There has been some excitement about the news that Leicestershire police have raised more than £1.5m by selling seized criminal assets on eBay since 2009. On average, they make between £200,000 and £220,000 a year in sales, but 2016 was particularly good, returning £300,000. Although Leicestershire are one of the biggest operators, they are by no means the only British police force to run an eBay shop.
Since the Proceeds of Crime Act passed in 2002, law-enforcement agencies have been able to seize any cash and sell any goods that can be shown to come from criminal activity. The Home Office gets half the money raised; the rest is divided between the force, the Crown Prosecution Service and the courts. A judge may also order that a portion of the money be set aside to compensate victims. Some forces also sell property that cannot be reunited with its owner, and a few sell surplus odds and ends.
Thames Valley currently have some good deals on bikes and tools. Cheshire police appear, curiously, to be strong on printer ink. Sussex police, a little worryingly, are offering for sale a battered rifle scope. Titan, the north-west regional organised crime unit, once sold a drug dealer’s Lamborghini. Leicestershire, on behalf of Northamptonshire, sold a trafficker’s plane (alas, the extremely valuable drugs inside could not be offered to the market). By comparison, Nottinghamshire constabulary’s place mats look rather quaint.
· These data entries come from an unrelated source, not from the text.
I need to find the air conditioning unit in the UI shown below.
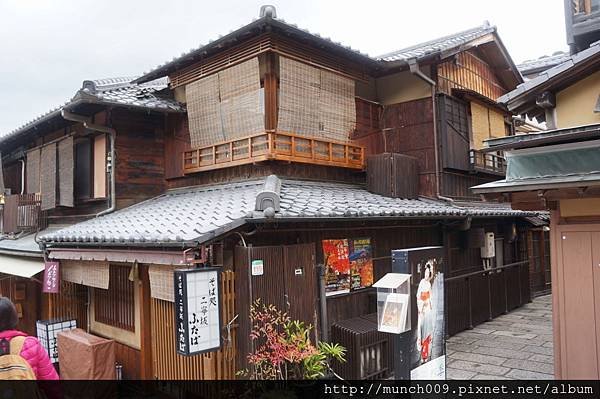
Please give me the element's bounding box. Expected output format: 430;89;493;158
481;233;496;259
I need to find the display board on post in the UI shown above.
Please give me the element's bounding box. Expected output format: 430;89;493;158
174;267;222;356
392;247;446;380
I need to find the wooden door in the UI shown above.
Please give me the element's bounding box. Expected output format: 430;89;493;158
558;231;600;380
438;95;471;170
283;244;318;327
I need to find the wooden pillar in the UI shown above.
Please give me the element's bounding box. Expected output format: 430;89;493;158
139;265;154;380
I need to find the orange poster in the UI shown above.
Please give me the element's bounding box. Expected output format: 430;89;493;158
323;239;350;295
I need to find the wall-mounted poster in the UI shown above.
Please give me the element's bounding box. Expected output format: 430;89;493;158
349;238;373;290
323;238;373;295
323;239;350;295
173;267;221;356
392;247;446;380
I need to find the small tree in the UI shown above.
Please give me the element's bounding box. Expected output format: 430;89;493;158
240;299;346;380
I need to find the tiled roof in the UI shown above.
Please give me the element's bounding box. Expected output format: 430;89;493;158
517;51;570;75
41;176;535;246
0;77;185;143
75;77;185;112
377;21;496;61
498;41;600;108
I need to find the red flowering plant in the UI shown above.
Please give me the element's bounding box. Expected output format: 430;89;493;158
239;299;346;380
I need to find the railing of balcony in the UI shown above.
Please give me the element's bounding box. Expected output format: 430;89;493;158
183;131;364;173
469;150;506;175
571;0;600;16
0;194;46;234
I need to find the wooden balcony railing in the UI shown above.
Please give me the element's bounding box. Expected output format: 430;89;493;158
469;150;506;175
183;131;365;173
0;194;46;234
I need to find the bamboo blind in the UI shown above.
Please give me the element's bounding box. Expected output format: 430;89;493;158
58;136;75;207
185;75;225;148
60;261;110;290
151;270;237;380
219;57;265;140
148;265;175;302
319;70;356;141
27;148;40;194
40;143;56;211
278;57;356;142
186;57;264;148
277;57;321;137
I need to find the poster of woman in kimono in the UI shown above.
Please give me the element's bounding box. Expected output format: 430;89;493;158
417;259;435;363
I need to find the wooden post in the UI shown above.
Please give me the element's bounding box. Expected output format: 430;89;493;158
138;265;154;380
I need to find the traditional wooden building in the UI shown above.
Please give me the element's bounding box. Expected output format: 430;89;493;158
0;7;536;379
474;43;600;379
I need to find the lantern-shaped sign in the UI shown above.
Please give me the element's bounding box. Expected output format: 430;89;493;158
373;273;410;334
36;319;77;363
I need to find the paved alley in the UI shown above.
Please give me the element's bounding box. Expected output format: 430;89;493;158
447;295;554;379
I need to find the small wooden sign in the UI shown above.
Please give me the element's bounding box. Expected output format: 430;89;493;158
173;267;221;356
42;262;60;294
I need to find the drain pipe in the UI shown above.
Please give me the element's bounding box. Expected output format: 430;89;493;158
19;159;25;195
408;58;454;206
61;109;117;217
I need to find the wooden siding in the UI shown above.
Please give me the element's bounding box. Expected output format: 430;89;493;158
355;98;436;197
151;271;234;380
115;341;141;380
0;276;41;336
437;51;507;101
367;153;419;198
94;265;135;332
111;110;165;209
42;280;88;330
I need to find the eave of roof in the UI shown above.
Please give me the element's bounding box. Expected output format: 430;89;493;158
41;176;534;248
0;78;185;146
133;15;382;83
471;174;600;194
498;41;600;112
483;124;600;152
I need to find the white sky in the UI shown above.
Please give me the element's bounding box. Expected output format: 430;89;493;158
0;0;567;135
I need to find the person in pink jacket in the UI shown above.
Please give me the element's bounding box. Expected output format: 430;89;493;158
0;297;58;380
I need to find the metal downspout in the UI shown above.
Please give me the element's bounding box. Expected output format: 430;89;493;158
408;58;454;202
60;109;117;217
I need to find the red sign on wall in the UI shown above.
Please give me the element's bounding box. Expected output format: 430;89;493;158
42;262;60;294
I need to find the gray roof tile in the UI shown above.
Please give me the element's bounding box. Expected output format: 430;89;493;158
517;51;570;74
497;41;600;108
41;180;536;246
0;77;185;143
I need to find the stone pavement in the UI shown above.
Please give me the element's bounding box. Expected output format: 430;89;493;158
446;295;554;380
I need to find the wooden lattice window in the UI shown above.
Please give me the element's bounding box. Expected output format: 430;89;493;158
94;265;135;332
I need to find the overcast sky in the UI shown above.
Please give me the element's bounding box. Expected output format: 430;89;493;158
0;0;567;135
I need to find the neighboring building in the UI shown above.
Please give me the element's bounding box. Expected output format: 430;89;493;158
499;42;600;129
0;7;540;379
473;44;600;380
517;51;569;80
564;0;600;54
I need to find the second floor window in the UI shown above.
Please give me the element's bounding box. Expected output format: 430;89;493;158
75;135;107;200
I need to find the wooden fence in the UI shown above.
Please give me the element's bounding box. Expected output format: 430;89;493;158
151;270;237;380
446;261;531;335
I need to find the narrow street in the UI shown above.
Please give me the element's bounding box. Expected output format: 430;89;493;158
447;295;554;380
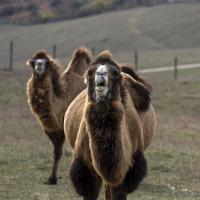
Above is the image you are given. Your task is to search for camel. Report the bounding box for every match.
[64,51,155,200]
[27,47,91,184]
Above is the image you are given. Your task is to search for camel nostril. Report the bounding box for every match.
[97,81,105,87]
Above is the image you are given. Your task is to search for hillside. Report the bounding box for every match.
[0,0,195,24]
[0,4,200,68]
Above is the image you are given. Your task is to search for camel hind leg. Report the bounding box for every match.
[69,159,101,200]
[108,152,147,200]
[45,131,65,185]
[123,152,147,193]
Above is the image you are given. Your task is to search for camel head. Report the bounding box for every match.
[27,50,57,77]
[86,51,122,102]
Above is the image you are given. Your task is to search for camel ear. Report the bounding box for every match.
[67,47,92,76]
[97,50,113,60]
[92,50,113,65]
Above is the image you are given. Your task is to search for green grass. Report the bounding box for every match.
[0,69,200,200]
[0,4,200,200]
[0,3,200,68]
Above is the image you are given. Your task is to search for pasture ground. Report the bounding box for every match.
[0,66,200,200]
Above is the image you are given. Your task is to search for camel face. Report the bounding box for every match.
[88,63,121,102]
[95,65,108,99]
[34,58,48,75]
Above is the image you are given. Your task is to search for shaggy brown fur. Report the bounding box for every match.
[27,47,91,184]
[64,52,155,200]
According to Paul Wenlock, head of Leicestershire police’s economic crime unit, most of the money they raise comes from goods seized from drug dealers. “They can’t help themselves,” Wenlock told the Leicester Mercury. “They go out and invest in bling items. Law-abiding people ask themselves why these people have a luxury car on the driveway and a new Rolex when they do not appear to have a legitimate income.”
As a result, Wenlock’s team run a classy shop. Louboutin shoes, BMWs and Prada handbags are all familiar items. The force have sold a Porsche, an Aston Martin and a Ferrari. “We only sell genuine items,” says a spokesperson for Leicestershire police. So, no fake Louboutins? “No. We wouldn’t sell anything that is contentious, and obviously we’re bound by eBay’s rules.”
Even so, beside the usual attraction of snapping up a secondhand bargain, perhaps some customers feel that owning a Rolex watch or a Mulberry handbag that once hung from the wrist of a career criminal adds character and cachet. Of course, others may remember what happened when Homer Simpson bought a hot rod at a police auction – he discovered that Snake, its previous owner, wanted it back. (Spoiler: the pair end up destroying a house.)